The idea grew and we ended up the a plan to buy three Saxos, one for me, and one for each of the best men, Nathan and Grant.
So here’s car 1 of 3. A 2001 Mk2 VTR in Icelandic Grey. We picked the car up from a local lad who was selling it as he received it in PX against a motorbike. The car is almost completely standard and has done a 183k with no paperwork or service history. It’s a bit rough around the edges and will need some tidying up to get it looking nice again. But it is rust free, feels solid, and looks in decent condition mechanically. It's only had one owner for the majority of its life which hopefully suggests it was looked after.
The first job was to treat the car to a much needed service and start building up some history.
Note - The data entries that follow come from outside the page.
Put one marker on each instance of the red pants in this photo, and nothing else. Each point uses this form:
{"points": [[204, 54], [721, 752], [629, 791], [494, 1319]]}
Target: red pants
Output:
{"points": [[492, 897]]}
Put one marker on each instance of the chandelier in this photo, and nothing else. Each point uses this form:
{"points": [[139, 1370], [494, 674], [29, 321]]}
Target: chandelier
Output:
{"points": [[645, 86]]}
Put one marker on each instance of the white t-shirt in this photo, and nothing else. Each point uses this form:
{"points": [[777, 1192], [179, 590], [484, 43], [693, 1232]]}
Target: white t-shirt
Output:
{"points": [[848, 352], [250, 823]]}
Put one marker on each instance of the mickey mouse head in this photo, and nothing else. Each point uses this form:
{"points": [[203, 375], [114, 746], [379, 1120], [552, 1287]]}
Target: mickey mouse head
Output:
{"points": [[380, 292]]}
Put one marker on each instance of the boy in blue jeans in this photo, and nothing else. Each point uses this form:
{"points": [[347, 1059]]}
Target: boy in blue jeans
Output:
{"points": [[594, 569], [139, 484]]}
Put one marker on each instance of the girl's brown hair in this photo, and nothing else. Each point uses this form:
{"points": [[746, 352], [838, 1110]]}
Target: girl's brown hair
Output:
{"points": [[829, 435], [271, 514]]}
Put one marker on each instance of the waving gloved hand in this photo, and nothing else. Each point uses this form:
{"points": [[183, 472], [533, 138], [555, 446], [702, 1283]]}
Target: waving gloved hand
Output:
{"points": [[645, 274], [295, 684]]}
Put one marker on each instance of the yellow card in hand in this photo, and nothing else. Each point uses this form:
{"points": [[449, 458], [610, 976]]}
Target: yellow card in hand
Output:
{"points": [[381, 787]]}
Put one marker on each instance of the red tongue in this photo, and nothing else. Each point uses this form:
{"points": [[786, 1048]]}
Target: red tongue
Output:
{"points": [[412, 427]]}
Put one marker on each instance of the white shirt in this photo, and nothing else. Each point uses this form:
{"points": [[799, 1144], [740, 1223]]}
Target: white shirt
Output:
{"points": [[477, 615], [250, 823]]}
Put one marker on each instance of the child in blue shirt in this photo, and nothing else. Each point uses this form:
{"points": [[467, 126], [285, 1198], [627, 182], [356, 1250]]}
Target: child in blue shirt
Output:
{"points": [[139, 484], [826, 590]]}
When we jacked the car up we managed to get a good look underneath, and it looks as though the car has had a new exhaust front and centre section, and a new rear beam less than 12 months ago.
After an engine flush, fuel filter change, spark plug change, oil filter change and a new headgasket seal, the car was running much better. We removed the airbox and temporarily fitted a K&N closed cone air filter straight on to the throttle body, along with an oil crank breather. We then removed the spare wheel and cut out the spare wheel cage and retaining bolt. We also stripped the car of anything we wanted painting, which was the front grille, rear badges, mirror caps.
The car seems to have been fitted with some aftermarket alarm / tracker / blackbox and has unterminated wiring loom all over the place, along with a button on the dash near the passenger foot well and an LED in the button blanks. Both of which weren’t connected to anything. There’s also a small box under the passenger foot well, screwed in to the metalwork.
The car came fitted with a CD player but no face plate. We removed that to fit a new Phillips CD head unit, and realised there was an electrical grounding issue which we traced and resolved. We then trial fitted an audio build ready for installation once the car had been cleaned. Finally we removed the 1950s leather interior and door cards (now for sale), along with the engine lagging and front headlights, ready to be painted.